Bruce LaBruce, o cineasta canadense que nunca recua diante de um tabu, está de volta com O Intruso, um filme que promete ser tudo menos convencional. Inspirado no clássico “Teorema” (1968), de Paolo Pasolini, o longa se propõe a explorar temas como xenofobia, identidade sexual e conflitos de classe, tudo isso envolto em uma narrativa que beira o pornográfico. Sim, você leu certo: pornográfico. E não estamos falando de insinuações sensuais ou cenas de sexo implícitas, mas de uma abordagem explícita que, em alguns momentos, faz você se perguntar se está assistindo a um filme ou a um festival de genitálias em close-up.

A premissa é intrigante: um visitante misterioso, interpretado por Bishop Black, invade a vida de uma família rica e, através de encontros sexuais com cada um dos membros, desencadeia uma série de transformações pessoais e sociais. A ideia, em tese, é brilhante. Afinal, quem não gosta de uma boa história sobre como o sexo pode ser revolucionário? Mas, como diria um amigo meu, “a estrada para o inferno está pavimentada de boas intenções”. E, O Intruso, infelizmente, tropeça em várias dessas pedras ao longo do caminho.

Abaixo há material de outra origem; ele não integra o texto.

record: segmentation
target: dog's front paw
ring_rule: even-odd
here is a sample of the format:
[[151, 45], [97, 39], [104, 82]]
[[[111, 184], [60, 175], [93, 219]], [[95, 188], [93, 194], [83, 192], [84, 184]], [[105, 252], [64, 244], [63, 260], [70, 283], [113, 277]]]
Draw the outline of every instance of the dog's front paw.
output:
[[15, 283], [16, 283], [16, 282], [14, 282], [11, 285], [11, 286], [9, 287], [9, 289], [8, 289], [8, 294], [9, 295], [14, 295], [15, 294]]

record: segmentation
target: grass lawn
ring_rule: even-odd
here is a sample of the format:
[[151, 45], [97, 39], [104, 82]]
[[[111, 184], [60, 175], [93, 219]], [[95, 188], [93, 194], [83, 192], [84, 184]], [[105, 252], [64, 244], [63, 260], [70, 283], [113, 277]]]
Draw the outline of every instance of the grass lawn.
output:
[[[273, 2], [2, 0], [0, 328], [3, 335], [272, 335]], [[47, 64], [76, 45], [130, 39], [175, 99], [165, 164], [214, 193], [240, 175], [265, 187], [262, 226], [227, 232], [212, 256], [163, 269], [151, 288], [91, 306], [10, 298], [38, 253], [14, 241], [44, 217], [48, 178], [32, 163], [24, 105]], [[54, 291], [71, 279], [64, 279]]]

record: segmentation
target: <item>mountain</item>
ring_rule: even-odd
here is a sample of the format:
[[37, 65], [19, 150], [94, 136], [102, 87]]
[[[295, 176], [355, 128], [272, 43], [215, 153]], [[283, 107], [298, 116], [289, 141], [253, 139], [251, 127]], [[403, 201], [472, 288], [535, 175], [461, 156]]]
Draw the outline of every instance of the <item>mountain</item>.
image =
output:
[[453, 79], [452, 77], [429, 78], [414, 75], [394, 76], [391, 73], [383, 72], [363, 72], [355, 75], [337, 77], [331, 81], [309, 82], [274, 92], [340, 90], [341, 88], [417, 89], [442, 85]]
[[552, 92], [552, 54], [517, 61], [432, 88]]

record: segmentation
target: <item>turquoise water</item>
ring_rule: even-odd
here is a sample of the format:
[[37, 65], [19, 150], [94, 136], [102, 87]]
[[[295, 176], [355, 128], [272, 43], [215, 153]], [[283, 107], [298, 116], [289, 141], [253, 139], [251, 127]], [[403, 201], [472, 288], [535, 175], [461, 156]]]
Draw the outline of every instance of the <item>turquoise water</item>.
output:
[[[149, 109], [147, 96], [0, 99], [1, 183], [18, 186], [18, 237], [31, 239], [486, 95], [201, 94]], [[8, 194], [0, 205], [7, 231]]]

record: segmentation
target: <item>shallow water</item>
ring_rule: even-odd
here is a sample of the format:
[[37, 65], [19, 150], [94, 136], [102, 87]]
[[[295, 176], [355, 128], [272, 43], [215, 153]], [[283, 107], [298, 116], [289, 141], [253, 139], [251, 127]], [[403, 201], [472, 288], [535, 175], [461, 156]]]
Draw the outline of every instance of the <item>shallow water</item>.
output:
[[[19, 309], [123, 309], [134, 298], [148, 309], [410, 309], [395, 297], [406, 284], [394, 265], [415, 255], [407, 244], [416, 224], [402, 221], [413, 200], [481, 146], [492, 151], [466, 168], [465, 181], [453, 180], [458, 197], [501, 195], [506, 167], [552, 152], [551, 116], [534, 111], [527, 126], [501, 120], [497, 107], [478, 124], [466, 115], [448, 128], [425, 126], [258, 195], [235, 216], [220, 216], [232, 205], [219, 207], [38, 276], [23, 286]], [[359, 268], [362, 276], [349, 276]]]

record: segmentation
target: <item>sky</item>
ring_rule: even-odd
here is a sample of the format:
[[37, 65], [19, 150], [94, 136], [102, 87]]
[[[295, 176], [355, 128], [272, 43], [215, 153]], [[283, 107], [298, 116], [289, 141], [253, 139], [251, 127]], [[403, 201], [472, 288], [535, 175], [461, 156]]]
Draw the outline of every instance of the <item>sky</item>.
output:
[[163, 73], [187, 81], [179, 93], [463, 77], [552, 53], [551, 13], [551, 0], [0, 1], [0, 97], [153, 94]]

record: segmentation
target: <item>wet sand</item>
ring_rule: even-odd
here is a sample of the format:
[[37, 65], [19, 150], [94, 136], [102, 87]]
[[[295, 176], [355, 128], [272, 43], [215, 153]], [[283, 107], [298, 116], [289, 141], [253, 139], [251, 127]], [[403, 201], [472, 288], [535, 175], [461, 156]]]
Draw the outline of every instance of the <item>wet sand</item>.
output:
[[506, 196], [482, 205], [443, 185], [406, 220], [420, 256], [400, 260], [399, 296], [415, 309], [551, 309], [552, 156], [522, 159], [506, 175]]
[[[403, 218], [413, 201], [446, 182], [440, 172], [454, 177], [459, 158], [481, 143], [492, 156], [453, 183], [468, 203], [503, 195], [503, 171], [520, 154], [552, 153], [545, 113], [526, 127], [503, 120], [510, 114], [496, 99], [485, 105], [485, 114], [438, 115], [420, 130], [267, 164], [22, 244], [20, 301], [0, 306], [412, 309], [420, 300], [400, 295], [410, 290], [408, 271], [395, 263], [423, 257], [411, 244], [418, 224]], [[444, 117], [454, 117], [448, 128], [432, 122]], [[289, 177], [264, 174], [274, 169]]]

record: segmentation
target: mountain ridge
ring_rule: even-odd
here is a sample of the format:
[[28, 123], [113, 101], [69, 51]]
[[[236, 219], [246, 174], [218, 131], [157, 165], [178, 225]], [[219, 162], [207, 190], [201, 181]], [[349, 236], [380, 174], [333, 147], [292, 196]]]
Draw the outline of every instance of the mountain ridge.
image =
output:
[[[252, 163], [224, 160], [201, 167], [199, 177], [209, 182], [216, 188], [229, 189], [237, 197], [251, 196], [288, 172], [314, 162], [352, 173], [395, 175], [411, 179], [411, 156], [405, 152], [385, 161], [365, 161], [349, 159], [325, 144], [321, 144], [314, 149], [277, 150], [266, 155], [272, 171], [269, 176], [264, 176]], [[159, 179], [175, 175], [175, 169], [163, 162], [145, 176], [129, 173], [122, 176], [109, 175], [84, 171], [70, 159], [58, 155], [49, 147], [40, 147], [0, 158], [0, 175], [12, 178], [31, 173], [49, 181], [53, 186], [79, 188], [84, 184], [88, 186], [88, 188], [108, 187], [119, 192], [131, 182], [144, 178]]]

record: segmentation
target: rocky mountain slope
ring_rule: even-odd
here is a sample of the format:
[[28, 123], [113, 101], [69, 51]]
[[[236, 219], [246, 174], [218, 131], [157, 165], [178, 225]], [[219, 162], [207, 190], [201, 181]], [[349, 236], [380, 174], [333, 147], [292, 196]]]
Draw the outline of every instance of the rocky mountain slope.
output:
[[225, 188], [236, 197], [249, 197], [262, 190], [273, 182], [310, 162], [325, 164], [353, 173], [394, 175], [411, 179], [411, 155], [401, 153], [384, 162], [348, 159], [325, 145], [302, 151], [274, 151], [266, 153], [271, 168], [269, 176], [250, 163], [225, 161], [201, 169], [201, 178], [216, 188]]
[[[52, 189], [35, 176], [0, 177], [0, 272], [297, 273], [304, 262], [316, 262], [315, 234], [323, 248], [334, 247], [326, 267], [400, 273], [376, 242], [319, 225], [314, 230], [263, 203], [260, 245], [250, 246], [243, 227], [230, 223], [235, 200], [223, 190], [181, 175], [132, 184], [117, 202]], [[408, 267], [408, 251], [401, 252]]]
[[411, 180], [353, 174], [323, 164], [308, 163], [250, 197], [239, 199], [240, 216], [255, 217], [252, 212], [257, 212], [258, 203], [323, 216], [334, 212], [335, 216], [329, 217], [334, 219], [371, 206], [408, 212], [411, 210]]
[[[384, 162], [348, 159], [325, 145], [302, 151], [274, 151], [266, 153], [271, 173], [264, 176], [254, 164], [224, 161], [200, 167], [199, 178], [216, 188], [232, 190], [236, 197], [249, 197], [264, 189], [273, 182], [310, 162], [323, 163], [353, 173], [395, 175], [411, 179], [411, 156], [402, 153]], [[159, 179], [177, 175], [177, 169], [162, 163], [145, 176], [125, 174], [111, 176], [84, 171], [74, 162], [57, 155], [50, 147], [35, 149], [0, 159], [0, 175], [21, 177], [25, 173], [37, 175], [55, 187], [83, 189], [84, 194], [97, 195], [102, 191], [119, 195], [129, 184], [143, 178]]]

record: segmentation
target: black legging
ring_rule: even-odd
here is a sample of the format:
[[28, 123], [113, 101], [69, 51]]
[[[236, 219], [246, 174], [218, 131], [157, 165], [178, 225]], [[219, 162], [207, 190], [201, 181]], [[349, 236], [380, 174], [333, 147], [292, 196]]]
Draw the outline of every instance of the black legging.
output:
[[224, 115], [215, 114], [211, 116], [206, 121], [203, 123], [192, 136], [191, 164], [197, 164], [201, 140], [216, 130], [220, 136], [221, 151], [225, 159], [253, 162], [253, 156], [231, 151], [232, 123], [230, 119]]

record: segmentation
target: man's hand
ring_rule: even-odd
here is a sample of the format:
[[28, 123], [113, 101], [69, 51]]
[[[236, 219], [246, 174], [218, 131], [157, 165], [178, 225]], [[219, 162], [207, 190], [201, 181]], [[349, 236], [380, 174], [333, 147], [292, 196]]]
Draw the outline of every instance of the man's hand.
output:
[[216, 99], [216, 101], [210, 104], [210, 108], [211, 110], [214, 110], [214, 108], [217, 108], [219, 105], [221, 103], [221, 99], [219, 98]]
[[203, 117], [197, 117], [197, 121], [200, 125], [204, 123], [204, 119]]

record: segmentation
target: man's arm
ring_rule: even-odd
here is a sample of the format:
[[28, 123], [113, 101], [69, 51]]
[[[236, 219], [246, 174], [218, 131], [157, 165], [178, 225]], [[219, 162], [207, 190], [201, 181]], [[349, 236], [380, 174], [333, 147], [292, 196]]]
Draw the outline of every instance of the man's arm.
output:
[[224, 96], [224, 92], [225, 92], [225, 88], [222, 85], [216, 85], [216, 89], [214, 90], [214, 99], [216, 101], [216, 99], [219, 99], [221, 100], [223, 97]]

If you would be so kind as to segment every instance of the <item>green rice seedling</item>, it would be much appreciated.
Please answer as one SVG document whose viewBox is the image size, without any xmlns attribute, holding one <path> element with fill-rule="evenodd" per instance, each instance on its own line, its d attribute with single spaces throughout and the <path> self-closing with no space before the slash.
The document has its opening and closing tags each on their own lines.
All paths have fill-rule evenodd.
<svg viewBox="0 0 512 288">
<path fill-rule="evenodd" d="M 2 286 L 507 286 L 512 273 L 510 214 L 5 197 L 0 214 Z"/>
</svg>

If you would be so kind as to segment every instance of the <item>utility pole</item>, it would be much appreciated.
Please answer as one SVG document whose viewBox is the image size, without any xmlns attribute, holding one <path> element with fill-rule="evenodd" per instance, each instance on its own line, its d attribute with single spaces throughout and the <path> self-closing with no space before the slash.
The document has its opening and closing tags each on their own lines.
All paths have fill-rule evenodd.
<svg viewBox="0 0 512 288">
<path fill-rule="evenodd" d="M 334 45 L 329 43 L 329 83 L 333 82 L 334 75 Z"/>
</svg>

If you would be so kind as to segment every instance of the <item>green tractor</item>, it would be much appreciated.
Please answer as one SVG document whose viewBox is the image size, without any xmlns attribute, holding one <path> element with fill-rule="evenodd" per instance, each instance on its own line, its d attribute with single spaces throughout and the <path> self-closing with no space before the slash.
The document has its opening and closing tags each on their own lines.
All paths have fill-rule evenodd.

Vamos começar pelo que funciona. LaBruce é um mestre em criar imagens que grudam na sua retina – e, às vezes, na sua alma. A cena inicial, em que o visitante emerge nu de uma mala flutuando no rio Tâmisa, é visualmente deslumbrante. A combinação de cores vibrantes, sons eletrizantes e a atmosfera quase mística fazem você acreditar, por alguns instantes, que está diante de uma obra-prima. A fotografia, aliás, é um dos pontos altos do filme. Cada quadro parece cuidadosamente composto, com tons pastéis que contrastam com a crueza das cenas de sexo. É como se LaBruce dissesse: “Olha, isso pode ser pornô, mas é um pornô chique”.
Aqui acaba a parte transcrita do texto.